Laura seemed to be sleeping the same as she had been around 6 am.  Her sister Julie came to check on her as I went out to make coffee and tea.  Julie came right back out and said that she didn’t think Laura was breathing.  I said she looked like she had earlier this morning.  Laura’s brother Paul, a physician, came in and confirmed that her heart had stopped.  Anne Mei woke up just as more adults started gathering around her Mom.  She heard what Paul said and started to cry.  I went over to hold her.

Was Laura alive during the 90 minutes I was speaking to her earlier that morning?  I’ll never know for sure.  I would like to believe that she was alive and that she felt my presence or even heard my words.  But, as Sister Aloysius says at the end of Doubt, “I have  doubts!  I have such doubts!”  My doubts about when Laura died are more wistful than the painful doubts of Sister Aloysius or mine over what Laura meant when she said “Sometimes.”

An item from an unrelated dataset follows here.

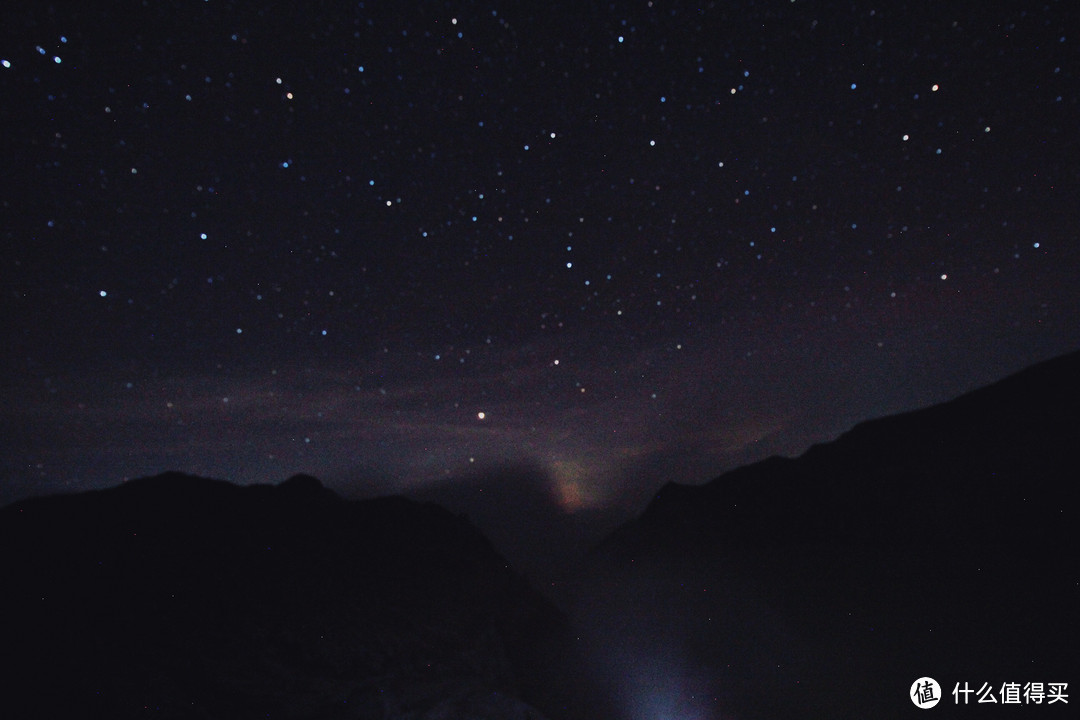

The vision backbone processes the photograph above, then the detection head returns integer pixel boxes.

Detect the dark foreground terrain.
[0,355,1080,720]
[0,474,600,720]
[580,347,1080,719]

I just described the doubt I felt about whether Laura was alive as “wistful.”  That doubt actually was not a very pleasant feeling.  I wanted her to have been there and aware that I was with her in her dying moments.  Not to be sure hurt.  Not as much as “sometimes” did.  Both hurts were more about me than Laura.  

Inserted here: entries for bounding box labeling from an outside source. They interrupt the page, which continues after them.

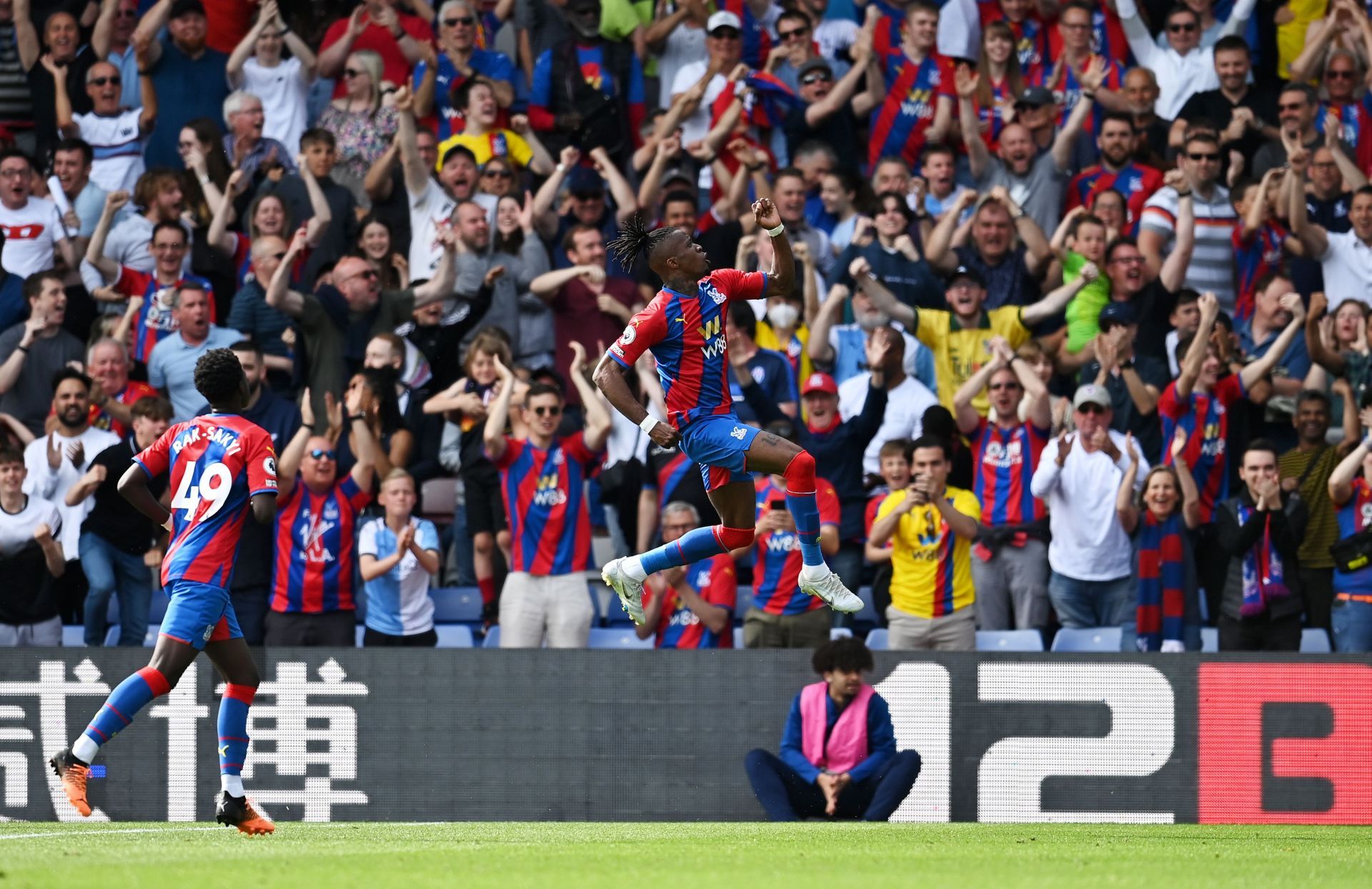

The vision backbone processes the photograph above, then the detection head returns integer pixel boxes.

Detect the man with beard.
[956,58,1105,232]
[24,367,119,623]
[86,337,158,436]
[392,86,498,281]
[0,148,77,277]
[1063,112,1162,231]
[0,274,82,435]
[856,262,1099,416]
[133,0,229,169]
[1168,34,1278,172]
[52,56,158,191]
[64,394,172,647]
[14,0,96,166]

Deep down I don’t think I ever expected Laura to get better.  I just didn't think she would die. That's why at the end I was the only one who thought she was still breathing. During the time I spent with her in the early hours of that morning, I told her over and over that Anne Mei and I would be ok.  I said that we would miss her terribly, that she didn't have to worry about our physical or financial well-being.  I told her that she didn't have to hold on for us.  She could let go.  Nevertheless, I did not expect that she actually would. 

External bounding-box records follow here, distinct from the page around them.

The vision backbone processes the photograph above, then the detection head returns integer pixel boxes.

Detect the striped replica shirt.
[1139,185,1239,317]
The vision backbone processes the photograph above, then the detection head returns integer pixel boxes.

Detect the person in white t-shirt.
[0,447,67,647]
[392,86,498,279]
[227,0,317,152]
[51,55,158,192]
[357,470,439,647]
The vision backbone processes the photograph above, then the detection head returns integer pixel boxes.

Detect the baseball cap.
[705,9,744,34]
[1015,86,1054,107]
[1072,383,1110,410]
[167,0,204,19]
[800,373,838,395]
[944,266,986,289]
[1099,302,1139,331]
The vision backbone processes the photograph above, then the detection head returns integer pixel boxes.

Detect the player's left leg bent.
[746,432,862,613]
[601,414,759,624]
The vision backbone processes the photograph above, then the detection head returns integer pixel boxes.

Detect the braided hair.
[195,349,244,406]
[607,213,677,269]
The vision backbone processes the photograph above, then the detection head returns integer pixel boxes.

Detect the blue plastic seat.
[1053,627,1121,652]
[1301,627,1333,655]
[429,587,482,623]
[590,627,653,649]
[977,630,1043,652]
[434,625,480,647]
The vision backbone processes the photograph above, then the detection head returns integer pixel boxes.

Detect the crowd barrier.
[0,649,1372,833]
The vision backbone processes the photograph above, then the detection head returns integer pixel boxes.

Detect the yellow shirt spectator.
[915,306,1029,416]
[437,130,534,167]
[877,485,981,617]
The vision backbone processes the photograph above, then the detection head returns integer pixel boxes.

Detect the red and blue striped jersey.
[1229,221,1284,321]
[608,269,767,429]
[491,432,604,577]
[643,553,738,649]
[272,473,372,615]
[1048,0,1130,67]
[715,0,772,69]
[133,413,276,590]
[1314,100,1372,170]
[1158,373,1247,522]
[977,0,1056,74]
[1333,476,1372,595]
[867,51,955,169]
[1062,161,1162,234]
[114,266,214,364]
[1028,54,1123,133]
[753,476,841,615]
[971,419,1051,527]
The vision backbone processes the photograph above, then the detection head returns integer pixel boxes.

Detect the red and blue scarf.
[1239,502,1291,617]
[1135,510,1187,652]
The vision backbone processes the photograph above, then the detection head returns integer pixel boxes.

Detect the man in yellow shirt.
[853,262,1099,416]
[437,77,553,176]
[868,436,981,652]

Or had.  I didn’t talk too loudly because Anne Mei was in the bed right next to me.  I held Laura’s arm and stroked it.  I even gave her a morphine dropper during that time.  Was she already dead?  Was that when she died?  We’ll never know. 

What did Laura experience as she died?  How did she experience it?  Joan Didion asked if her husband experienced “The ‘moment of terror’ the “eternal dark’?”  Did Laura feel fear, terror, sadness, regret, frustration, continued worry about Anne Mei and me?  Or nothing?  Was she too zonked out on morphine and fentanyl?  Are these skillful questions?  They certainly don’t alleviate her suffering.  I’ll never know the answers.  What difference would it make now if I did?  I was able to do something about her list of dying wishes.  I could not do anything that morning about her inability to express her feelings at the end, and most certainly I cannot now that she’s gone.